BMX Bandit said:
1873: Wong Ark Kim was born to Chinese parents in California. There was no "illegal immigration" at that time. The parents were barred from becoming citizens under US law and a treaty.
1882: Chinese exclusion act is passed, barring Chinese laborer immigration (first time we have illegal immigration)
1890: parents move back to China, he goes to visit them. He returns to US with no problem.
1896: he visits his parents again in China. This time he's denied re-entry based on Chinese exclusion act.
Court holds he's a citizen ftom birth.
So court has never analyzed the issue of a child born to people here illegally.
No need to address it, because the Constitution already does. In 14 (1) you see them make a distinction between "all/any persons" and citizens. If you read "all/any persons" as only legal immigrants, that has a cascading effect to a lot of other amendments and will have some major unintended consequences.

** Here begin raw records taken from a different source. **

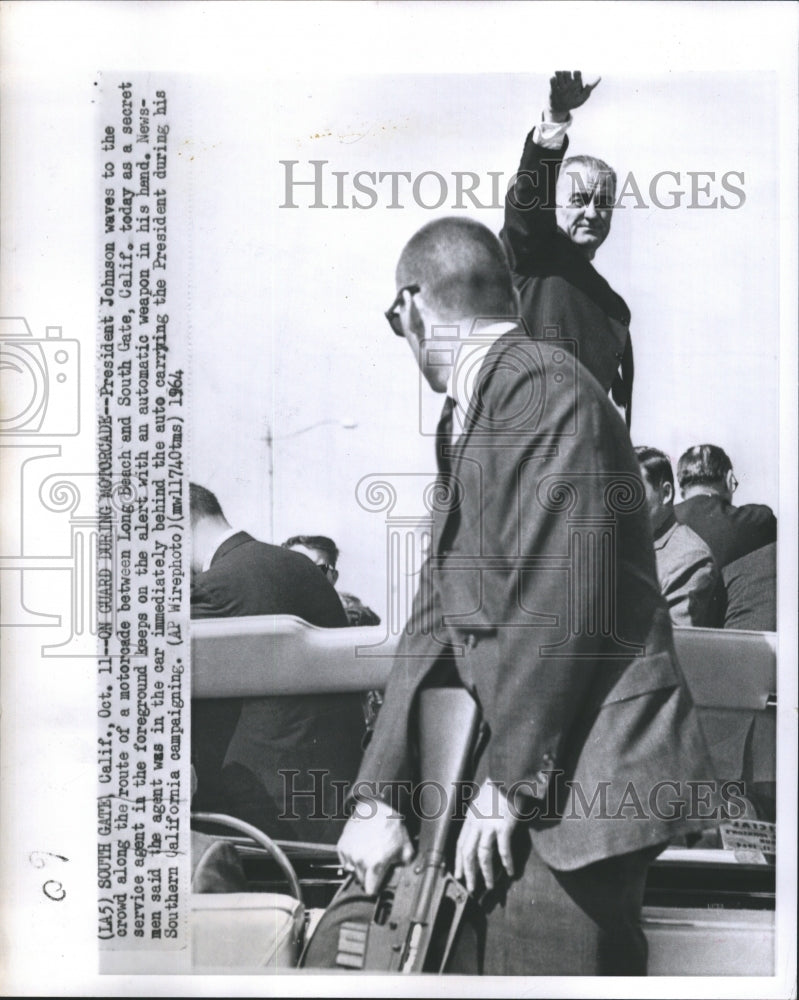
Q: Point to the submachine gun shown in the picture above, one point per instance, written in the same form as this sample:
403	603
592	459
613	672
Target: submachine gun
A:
411	923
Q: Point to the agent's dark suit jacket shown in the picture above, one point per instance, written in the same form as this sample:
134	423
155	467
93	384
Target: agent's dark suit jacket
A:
266	735
730	532
751	584
561	293
542	585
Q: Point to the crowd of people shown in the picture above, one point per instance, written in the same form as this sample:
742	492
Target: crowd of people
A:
546	596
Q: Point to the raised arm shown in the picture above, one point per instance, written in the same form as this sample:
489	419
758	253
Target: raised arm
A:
530	202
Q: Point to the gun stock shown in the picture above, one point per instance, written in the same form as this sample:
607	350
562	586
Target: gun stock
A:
411	924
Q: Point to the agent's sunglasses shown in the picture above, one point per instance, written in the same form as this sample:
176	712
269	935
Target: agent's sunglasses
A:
391	312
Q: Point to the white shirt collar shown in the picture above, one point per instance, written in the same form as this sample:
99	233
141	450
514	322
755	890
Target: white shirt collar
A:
222	539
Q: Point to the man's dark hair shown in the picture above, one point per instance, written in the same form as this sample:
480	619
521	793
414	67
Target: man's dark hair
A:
202	503
656	464
702	464
320	542
461	267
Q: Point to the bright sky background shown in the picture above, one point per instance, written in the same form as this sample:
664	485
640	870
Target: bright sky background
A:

The only legal argument is the "subject to the jurisdiction thereof". If we say illegal immigrants aren't subject to US jurisdiction, then that also leads down a rocky path. If they're not subject to our jurisdiction, does that effectively make them sovereign citizens and they can't be charged with anything? We can't have our cake and eat it too.
Whether we like it or not, if we want to maintain some form of Constitutional high ground, then we don't bypass things because they're inconvenient. If we're ok with bypassing proper process, then we're no different than (D)'s, and we just hit the gas pedal on the inevitable collapse.